Sunday, December 23, 2012

Ben Graham: Relative Utility Investor

One of my themes in The Missing Risk Premium is that people i people are benchmarking--aka relative utility investors--then they only deviate from the benchmark of what everyone else is doing  when they feel they have an edge. There's no other reason to do so. As many people falsely believe they have an edge in highly risky (antifragile?) stocks, this causes these securities to have lower-than-average returns within bonds, stocks, options, horses, and lotteries.

It's important to recognize this is the reason people take concentrated bets. The Wall Street Journal has an article on an old colleague of classic value investor Benjamin Graham, and notes the 107 year old's guiding principle:
His abiding goal, he told me, is "to know much more about the stock I'm buying than the man who's selling does."
That's a good rule, often noted by Graham.

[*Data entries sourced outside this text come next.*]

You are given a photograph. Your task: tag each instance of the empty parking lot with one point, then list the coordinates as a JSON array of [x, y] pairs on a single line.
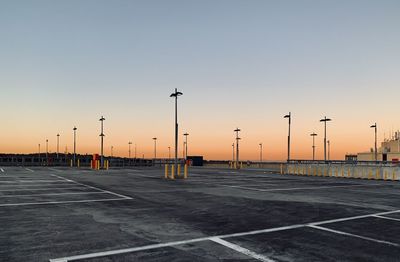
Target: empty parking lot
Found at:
[[62, 214]]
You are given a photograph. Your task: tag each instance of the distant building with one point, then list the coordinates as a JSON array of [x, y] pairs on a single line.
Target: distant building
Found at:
[[389, 150]]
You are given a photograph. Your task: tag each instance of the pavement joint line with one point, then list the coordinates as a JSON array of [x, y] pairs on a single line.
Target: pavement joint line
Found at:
[[92, 187], [41, 189], [169, 244], [62, 202], [388, 218], [54, 194], [240, 249], [354, 235]]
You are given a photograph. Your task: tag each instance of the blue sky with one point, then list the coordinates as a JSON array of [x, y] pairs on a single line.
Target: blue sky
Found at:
[[239, 63]]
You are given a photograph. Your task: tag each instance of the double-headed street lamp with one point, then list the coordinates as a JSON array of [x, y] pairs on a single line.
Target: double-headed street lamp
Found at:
[[186, 134], [289, 116], [58, 144], [376, 146], [237, 130], [102, 142], [313, 135], [74, 145], [47, 152], [155, 147], [325, 120], [175, 95]]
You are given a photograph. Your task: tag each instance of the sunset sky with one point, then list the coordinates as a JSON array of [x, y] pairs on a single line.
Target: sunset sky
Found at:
[[238, 63]]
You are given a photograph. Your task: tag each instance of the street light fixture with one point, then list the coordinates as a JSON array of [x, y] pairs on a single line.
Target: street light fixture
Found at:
[[289, 116], [74, 145], [186, 134], [313, 135], [325, 120], [175, 95], [237, 130], [375, 126], [102, 142]]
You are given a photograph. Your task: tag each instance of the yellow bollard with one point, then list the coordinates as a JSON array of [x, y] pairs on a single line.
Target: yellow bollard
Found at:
[[166, 171], [185, 172], [172, 171]]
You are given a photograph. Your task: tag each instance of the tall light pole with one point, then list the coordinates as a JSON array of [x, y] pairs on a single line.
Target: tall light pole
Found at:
[[329, 149], [186, 134], [376, 145], [58, 144], [325, 120], [237, 130], [74, 145], [155, 147], [233, 153], [129, 150], [47, 152], [102, 142], [313, 135], [289, 116], [175, 95], [40, 158]]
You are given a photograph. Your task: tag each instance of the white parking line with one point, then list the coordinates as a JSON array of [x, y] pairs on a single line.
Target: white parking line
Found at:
[[53, 169], [62, 202], [32, 181], [295, 188], [168, 244], [354, 235], [240, 249], [112, 193], [388, 218], [54, 194], [42, 189]]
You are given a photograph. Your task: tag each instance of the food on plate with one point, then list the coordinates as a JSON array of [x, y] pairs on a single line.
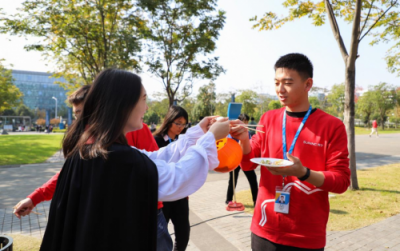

It's obviously impossible, in aggregate, but I think it's not only descriptive, but good normative advice. If you know that's the game you are playing, it should create greater caution, more sober risk-taking. The alternative is that you can take big risks and these generate return premiums via their risk premium, but alas the risk premium is usually negative, so that theory seems falsified via conventional empiricism.

2 comments:

Ben said...

It's "obviously impossible in aggregate" as you say, also it is obviously not automatable. There will always be a "value premium" because assessing value is hard work. Economics suggests that the value premium will about what a person with similar talents could earn doing another job.

The risk premium doesn't exist, because if it did you could create a diversified investment with low risk but still earning the risk premium. That's more or less what happened in the 90's with hedge funds (it's in the name), and pretty soon after, the premium hedge funds earned disappeared, having been bid away. In turn that opportunity was created by a technological shock in the form of cheap computers with which it was possible to put together complicated portfolios and assess the risk corrolations within them.

(That's my theory anyway, though in fairness that doesn't explain a negative risk premium.)

Daydreamer daytraders looking for the philosopher's stone of a trading strategy which makes money without work will always be the fool at the poker table.

bjk said...

Graham had a basket approach, buy 50 below NAV stocks (or whatever value metric you like) and sleep well at night. He wasn't diving deep to know those stocks better than anybody else, I would bet Kahn and Walter Schloss et al. are the same way. Buffett was a slightly different bird, but in general I find the value investors ignore opportunity cost ie Bill Ackman spending six months investigating Herbalife is missing out on significant opportunities.